Ahora se acepta ampliamente que casi todas las galaxias activas albergan un agujero negro supermasivo en su núcleo, con masas que van desde millones a miles de millones de veces la del Sol. Sin embargo, la historia de crecimiento por la cual estos agujeros negros han ganado masas tan grandes sigue siendo una pregunta abierta.

Dirigido por Mieko Takamura, estudiante de posgrado de la Universidad de Tokio, un equipo internacional se centró en una categoría distinta de galaxias activas conocidas como galaxias Narrow-line Seyfert 1 (NLS1). Se sospecha que estas galaxias contienen agujeros negros masivos relativamente pequeños pero de rápido crecimiento, lo que ofrece una oportunidad potencial para estudiar una etapa evolutiva temprana de estos monstruos cósmicos. Para obtener una comprensión más profunda del entorno inmediato de estos peculiares agujeros negros, el equipo observó los núcleos de seis galaxias NLS1 activas cercanas utilizando VERA, una red de radiotelescopios con una vista 100.000 veces más potente que el ojo humano. En particular, el equipo aprovechó la capacidad de grabación de banda ultra ancha recientemente mejorada de VERA, lo que les permitió detectar ondas de radio « polarizadas » débiles que emanan del núcleo de estas galaxias con una precisión sin precedentes.
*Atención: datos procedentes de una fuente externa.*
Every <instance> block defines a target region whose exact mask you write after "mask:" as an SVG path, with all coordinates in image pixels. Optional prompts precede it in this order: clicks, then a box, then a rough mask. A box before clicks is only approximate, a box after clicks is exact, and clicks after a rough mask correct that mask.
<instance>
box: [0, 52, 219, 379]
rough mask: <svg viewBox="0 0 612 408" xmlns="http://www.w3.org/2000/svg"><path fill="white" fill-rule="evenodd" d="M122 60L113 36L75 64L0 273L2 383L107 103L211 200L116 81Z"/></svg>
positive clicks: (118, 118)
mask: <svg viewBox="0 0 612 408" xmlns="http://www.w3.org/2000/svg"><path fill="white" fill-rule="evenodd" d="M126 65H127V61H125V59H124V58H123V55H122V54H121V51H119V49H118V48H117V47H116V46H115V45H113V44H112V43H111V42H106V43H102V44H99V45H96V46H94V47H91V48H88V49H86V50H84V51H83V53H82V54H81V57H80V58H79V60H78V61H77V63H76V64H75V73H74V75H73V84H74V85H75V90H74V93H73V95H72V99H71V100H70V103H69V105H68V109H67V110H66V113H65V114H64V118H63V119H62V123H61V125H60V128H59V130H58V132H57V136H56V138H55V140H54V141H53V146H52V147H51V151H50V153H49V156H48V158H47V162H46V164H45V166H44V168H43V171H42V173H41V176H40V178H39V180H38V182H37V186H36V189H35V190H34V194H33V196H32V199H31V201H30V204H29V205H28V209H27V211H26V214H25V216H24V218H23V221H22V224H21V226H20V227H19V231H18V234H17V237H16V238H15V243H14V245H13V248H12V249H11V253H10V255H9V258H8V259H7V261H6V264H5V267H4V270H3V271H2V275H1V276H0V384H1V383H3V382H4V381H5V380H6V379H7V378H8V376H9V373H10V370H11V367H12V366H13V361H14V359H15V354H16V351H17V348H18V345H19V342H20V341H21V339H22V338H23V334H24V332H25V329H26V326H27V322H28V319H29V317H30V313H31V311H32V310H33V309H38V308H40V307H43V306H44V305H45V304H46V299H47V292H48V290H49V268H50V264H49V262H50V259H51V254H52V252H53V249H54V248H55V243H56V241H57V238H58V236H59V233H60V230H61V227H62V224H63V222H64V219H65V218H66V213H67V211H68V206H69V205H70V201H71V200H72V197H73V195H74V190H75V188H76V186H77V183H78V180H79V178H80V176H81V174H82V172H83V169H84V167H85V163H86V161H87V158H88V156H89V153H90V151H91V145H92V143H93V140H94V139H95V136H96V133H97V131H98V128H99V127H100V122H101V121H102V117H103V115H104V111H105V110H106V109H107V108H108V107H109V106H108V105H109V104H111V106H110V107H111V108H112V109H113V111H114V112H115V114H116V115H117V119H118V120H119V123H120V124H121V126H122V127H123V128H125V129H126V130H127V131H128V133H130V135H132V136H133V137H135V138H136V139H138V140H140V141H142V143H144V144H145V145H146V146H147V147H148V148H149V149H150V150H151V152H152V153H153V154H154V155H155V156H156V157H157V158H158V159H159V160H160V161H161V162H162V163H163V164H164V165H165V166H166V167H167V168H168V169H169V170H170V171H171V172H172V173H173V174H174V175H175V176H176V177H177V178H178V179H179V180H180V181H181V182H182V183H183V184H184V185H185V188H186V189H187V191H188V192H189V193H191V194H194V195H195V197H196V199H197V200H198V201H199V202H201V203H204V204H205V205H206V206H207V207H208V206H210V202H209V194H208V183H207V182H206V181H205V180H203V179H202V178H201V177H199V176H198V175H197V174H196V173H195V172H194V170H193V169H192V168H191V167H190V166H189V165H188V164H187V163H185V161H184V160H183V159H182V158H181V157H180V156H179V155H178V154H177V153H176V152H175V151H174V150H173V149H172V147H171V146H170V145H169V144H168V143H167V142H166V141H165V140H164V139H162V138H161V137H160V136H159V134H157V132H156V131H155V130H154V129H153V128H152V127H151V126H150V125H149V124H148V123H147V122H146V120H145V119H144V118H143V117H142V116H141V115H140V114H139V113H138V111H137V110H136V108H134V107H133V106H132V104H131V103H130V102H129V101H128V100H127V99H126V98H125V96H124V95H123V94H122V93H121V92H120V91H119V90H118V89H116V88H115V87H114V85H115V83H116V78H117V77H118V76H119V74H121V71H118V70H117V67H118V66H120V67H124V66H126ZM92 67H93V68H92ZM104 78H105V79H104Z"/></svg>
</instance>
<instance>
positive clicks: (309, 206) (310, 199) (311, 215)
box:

Se sabe que una parte de las ondas de radio emitidas cerca de los agujeros negros supermasivos exhibe polarización. A medida que esta emisión polarizada se propaga a través del gas magnetizado que rodea al agujero negro, el plano de polarización gira gradualmente, provocando un efecto conocido como rotación de Faraday. La extensión de esta rotación (a una longitud de onda dada) es proporcional a la densidad del gas y la fuerza del campo magnético dentro del medio de propagación. Por lo tanto, la polarización y la rotación de Faraday brindan información valiosa sobre el entorno inmediato que rodea un agujero negro central.

Junto con la vista más nítida jamás vista hacia los núcleos de estas galaxias, los nuevos datos han revelado una rotación de Faraday significativamente mayor en comparación con las mediciones obtenidas hacia agujeros negros más antiguos, más masivos y bien desarrollados. Esto indica la presencia de abundante gas en las regiones nucleares de estas galaxias, lo que facilita el rápido crecimiento de los agujeros negros centrales. « Los agujeros negros supermasivos experimentan un proceso de crecimiento similar al de los humanos », dice Takamura. « Los agujeros negros que observamos tienen características comparables a las de un entusiasta de la comida, similar a los niños y niñas que tienen un fuerte deseo por el arroz ».